On October 30, the US House subcommittee on Europe, Eurasia, and Emerging Threats, under the Committee on Foreign Affairs, held a hearing entitled “China’s Maritime and other Geographic Threats.” Under the chairmanship of right-wing Republican congressman Dana Rohrabacher, the hearing marked a sharp escalation of Washington’s war-mongering against China in the Asia Pacific region.
The timing of the hearing is significant. In the wake of Washington’s retreat from its war drive against Syria, Obama’s no-show at recent Asian summits, and damaging revelations of NSA spying operations conducted from embassies and consulates around the world, US foreign policy is in crisis.
The credibility of the Obama administration’s ‘pivot’ to Asia, the drive to militarily encircle China in the Asia-Pacific region in coordination with local proxies and allies, is being eroded throughout the region. The question for US partners in the drive against China has sharpened from “Will Washington come to our aid in the event of conflict with China?” to “Does it have the capacity to do so?”

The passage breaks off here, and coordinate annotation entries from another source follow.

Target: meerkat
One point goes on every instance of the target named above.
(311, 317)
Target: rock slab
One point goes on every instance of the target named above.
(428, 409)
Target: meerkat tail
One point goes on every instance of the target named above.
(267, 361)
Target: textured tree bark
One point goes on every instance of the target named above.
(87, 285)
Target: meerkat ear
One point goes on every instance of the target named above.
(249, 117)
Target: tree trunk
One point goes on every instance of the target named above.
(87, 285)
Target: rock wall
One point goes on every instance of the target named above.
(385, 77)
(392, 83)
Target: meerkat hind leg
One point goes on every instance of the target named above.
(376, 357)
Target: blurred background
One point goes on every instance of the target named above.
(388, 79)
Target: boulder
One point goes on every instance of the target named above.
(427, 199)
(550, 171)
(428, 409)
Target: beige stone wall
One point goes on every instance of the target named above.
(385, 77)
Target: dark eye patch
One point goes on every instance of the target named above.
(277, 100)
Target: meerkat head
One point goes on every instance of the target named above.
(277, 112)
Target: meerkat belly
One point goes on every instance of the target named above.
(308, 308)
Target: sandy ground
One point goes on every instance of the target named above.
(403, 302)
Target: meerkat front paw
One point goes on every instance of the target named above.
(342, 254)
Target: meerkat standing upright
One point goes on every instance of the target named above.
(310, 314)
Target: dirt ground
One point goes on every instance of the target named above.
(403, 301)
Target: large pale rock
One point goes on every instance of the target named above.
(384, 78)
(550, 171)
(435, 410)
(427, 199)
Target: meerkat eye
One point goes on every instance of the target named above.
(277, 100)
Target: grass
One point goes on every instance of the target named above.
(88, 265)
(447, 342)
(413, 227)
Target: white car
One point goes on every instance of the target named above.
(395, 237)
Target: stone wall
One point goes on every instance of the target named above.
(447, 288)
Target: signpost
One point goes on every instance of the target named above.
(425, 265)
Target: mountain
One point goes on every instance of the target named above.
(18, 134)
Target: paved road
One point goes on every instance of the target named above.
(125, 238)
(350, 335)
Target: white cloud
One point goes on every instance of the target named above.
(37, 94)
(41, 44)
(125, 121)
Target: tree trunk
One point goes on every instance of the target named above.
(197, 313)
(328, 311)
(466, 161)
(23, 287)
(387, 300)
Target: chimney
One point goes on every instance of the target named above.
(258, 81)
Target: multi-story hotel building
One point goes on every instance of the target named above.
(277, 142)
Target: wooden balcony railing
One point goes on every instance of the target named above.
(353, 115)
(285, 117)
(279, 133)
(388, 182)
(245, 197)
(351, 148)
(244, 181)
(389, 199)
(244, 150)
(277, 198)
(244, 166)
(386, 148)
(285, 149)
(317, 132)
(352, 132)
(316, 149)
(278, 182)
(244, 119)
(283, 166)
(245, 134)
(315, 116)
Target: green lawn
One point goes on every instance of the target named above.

The October 30 hearing represents moves by a section of the US political establishment to shore up Washington’s position in the Asia Pacific region through an escalation of warmongering rhetoric against China and to shunt off a substantial portion of the responsibility for actually enforcing this rhetoric onto Tokyo.
Rohrabacher opened the hearing by declaring, “We are in a Cold War with China.” China, he stated, “is an international menace with grand designs.” Beijing has a “long standing deliberate strategy” to “dominate the region and then the world.”
This strategy was being effected by China’s “dubious maritime claims.” He continued, “It will assert every conceivable claim to wrest your sovereignty or territory from you, including threats, provocations, stunts, protests, and gunboat diplomacy all while whining in international forums about how it is being treated.”
Committee member Alan Lowenthal further escalated the rhetoric of war by stating that the lesson of history was “if we ignore Asia, Pearl Harbor will catch us by surprise … We need to be more alert to China. If we do not, the results will be very much like 9/11.”
The underlying agenda of the entire hearing was to explicitly call into question the validity of China’s claims to the East and South China Seas. Beijing’s claims to these waters were at various points repeatedly termed “baseless,” “dubious,” and “outrageous and expansive.” Rohrabacher criticized the Obama administration for not officially supporting the Philippines claim in the South China Sea.
The official position of the United States has been that it does not take sides in the territorial disputes over the South and East China Seas. The ‘pivot’ has been justified from its inception as being necessary to mediate between rival claimants and to ensure the “freedom of navigation.” The October 30 hearing is a first step towards explicitly rejecting Beijing’s territorial claims.
Rohrabacher stated that Beijing was developing its military using “information stolen and hacked from our own government operations.” He then cited with approval the statement by one of the ex-intelligence community ‘expert witnesses’ that China was “sending tens of thousands of students to the United States to study in order to go home and build Chinese weaponry.”
Discussion turned to China’s potential purchase of weaponry from the European Union. “When I hear this,” Rohrabacher stated, “I can’t help but not be upset that we are listening to Mrs. Merkel’s telephone conversations.”
Ranking member Congressman Bill Keating decried the impact of “across the board budget cuts on US projection in the region.” It was stated during the hearing that “the momentum of the pivot is being undermined by uncertainty of our ability to pay for new programs and to ensure pledges to our allies.”
Rohrabacher concluded the hearing by stating, “We no longer can afford to be the dominant force on the planet militarily … We’re not spending as much money as we need to, and if we do we have to borrow it from China.”
The hearing called for the creation of “an Asian military coalition with modern U.S. forces at its core.” This would be led in large part by Tokyo. Rohrabacher stated, “We can’t afford to balance off expansion of China, we can’t afford that, but we can afford to work with Japan. With their contribution [Japan] can help balance off the shift in power and thus help insure the peace of the world.”
Such a strategy is not to insure peace, but will inevitably further exacerbate tensions and the danger of war. The right-wing government of Shinzo Abe has already increased Japan’s “contribution” by boosting its defence budget, moving to ease constitutional restrictions on aggressive military action, and taking a more belligerent stance in their territorial dispute with China.